Thibaut, tu as co-écrit deux articles dans la revue Enseigner l’EPS pour présenter un projet de recherche, qui, en énonçant poser les fondements d’une « EPS de qualité », porte en creux, un regard sur l’EPS d’aujourd’hui.

Peux-tu nous en dire un peu plus sur ce qui t’as intéressé dans ce projet de permettre l’accès au vélo aux enfants des quartiers populaires ?

Au Blanc-Mesnil (Académie de Créteil, à 7km de Paris), les quartiers du Nord accueillent essentiellement des élèves socialement défavorisés et dont une grande partie est en surpoids. La ville mène une politique sportive dynamique en accompagnant le développement des associations sportives locales et des établissements scolaires (moyens financiers et matériels). Avec le Grand Paris, les quartiers évoluent : des immeubles sont construits et des pistes cyclables émergent pour favoriser les connexions.

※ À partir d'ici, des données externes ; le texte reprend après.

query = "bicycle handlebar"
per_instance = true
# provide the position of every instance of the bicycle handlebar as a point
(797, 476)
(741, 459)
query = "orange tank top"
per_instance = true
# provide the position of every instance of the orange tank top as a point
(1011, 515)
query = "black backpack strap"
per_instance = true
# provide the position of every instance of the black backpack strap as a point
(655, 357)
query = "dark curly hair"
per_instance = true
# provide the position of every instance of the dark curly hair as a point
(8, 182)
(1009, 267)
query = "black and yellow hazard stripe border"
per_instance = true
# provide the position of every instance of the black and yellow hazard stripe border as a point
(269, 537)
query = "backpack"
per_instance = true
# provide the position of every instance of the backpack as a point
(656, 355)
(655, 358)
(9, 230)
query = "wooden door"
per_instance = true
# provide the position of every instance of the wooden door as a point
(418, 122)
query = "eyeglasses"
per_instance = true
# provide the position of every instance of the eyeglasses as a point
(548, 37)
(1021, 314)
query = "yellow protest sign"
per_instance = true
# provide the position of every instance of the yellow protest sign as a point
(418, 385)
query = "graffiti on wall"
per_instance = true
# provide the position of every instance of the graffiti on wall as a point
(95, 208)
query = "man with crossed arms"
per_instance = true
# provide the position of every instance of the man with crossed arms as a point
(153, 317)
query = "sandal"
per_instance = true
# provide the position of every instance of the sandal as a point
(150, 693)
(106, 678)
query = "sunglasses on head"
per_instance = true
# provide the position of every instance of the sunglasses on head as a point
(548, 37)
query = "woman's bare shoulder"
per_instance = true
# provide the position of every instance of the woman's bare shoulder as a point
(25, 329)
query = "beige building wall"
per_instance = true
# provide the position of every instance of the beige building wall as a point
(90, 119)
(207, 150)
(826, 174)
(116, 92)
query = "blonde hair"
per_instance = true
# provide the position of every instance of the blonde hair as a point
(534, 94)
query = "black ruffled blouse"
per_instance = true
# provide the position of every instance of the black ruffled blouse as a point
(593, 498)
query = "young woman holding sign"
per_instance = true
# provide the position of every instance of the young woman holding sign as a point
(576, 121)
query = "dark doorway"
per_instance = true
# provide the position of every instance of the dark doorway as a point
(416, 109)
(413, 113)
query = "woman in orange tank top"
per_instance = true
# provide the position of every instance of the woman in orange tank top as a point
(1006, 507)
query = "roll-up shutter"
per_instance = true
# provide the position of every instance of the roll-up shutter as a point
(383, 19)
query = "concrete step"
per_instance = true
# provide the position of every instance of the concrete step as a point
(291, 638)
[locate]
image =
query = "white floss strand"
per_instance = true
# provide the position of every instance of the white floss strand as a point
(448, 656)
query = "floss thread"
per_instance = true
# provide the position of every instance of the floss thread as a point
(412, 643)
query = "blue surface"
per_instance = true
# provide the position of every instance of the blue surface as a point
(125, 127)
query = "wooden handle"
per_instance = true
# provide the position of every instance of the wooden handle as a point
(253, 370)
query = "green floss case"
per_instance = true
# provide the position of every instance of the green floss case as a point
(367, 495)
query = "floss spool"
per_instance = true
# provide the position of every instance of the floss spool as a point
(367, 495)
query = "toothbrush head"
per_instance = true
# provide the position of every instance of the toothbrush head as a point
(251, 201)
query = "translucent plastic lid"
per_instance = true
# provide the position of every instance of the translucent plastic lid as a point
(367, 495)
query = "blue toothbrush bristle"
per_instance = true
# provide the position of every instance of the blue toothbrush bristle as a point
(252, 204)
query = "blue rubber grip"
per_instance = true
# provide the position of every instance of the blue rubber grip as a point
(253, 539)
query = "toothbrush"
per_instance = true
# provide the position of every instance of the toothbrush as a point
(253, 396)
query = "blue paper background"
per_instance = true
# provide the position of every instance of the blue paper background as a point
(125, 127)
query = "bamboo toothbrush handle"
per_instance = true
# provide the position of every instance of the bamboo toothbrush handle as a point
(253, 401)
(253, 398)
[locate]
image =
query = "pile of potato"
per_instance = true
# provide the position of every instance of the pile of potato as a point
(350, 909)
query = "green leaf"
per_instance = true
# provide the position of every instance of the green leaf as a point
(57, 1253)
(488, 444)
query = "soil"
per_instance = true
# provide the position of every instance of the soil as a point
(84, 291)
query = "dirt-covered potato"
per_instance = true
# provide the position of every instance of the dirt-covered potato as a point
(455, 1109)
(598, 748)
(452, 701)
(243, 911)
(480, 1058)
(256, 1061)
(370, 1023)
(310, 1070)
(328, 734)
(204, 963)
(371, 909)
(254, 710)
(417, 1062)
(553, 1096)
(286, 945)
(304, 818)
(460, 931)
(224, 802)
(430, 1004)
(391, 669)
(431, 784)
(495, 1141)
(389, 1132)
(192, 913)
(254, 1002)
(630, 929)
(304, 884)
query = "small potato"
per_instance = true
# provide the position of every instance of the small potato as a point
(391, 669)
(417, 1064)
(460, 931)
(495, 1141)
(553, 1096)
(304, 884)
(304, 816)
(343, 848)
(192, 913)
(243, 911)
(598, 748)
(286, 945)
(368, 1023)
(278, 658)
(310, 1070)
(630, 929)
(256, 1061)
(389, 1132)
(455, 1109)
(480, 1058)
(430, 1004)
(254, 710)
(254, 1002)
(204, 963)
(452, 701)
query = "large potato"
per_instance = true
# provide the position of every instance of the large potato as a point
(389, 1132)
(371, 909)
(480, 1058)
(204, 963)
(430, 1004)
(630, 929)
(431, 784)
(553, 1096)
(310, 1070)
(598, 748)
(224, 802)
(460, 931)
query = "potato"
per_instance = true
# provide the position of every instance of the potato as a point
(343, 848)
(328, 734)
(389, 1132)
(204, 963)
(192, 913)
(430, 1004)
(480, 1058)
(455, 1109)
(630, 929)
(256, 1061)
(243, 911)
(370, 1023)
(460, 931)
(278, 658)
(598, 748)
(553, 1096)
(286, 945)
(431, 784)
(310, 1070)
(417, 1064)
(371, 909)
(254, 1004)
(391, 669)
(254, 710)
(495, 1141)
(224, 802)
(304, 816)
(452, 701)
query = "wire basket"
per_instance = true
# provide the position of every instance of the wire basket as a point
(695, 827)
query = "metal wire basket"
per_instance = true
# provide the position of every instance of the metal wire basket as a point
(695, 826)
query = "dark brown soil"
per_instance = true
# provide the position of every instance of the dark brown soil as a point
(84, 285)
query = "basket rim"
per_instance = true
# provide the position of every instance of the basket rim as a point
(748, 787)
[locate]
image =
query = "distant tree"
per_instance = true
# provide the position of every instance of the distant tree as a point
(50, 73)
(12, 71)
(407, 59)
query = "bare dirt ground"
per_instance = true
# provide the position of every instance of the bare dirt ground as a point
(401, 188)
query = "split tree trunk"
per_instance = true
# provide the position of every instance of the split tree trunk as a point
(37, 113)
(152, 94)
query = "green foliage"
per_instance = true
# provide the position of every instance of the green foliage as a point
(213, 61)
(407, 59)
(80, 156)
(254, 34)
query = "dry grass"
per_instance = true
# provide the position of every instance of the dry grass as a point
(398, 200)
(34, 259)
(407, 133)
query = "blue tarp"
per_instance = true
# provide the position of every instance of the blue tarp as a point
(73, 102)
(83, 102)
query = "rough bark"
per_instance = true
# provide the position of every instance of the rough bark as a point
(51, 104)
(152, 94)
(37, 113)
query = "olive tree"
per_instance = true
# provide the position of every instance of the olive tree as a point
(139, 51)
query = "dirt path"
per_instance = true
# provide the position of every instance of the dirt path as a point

Le projet « pouvoir rouler régulièrement » est avant tout un projet éducatif qui s’inscrit dans ce dynamisme, tout en tentant de répondre à trois principaux enjeux. Premièrement, l’éducation au vélo favoriserait l’adoption d’un mode de vie actif dans une société où les individus courent après le temps et où l’inactivité physique est croissante. La pratique du vélo pour se déplacer – vers l’école ou vers le travail – est une activité sociale qui permettrait d’allier ce manque de temps avec le besoin de pratiquer une activité physique pour être et rester en bonnes santés. Deuxièmement, il pourrait maximiser les chances d’augmenter le rayon d’action des jeunes en développant les compétences d’un cycliste autonome capable de se déplacer en toute sécurité, promouvant ainsi la mixité sociale. Enfin, ce projet promeut les mobilités douces et amènerait à une conscience du souci écologique : le déplacement à vélo produit jusqu’à dix fois moins de gaz à effet de serre que la voiture individuelle.

La pratique du vélo pour se déplacer – vers l’école ou vers le travail – est une activité sociale qui permettrait d’allier manque de temps avec le besoin de pratiquer une activité physique pour être et rester en bonnes santés.

Tu inscris l’expérimentation que vous menez au Blanc-Mesnil dans le courant de la « littératie physique » que tu considères comme le cadre conceptuel le plus à même d’infléchir durablement le constat opéré « du fort taux d’inactivité chez les adolescents » laissant dans un certain implicite la problématisation exploratoire des causes générant cette inactivité.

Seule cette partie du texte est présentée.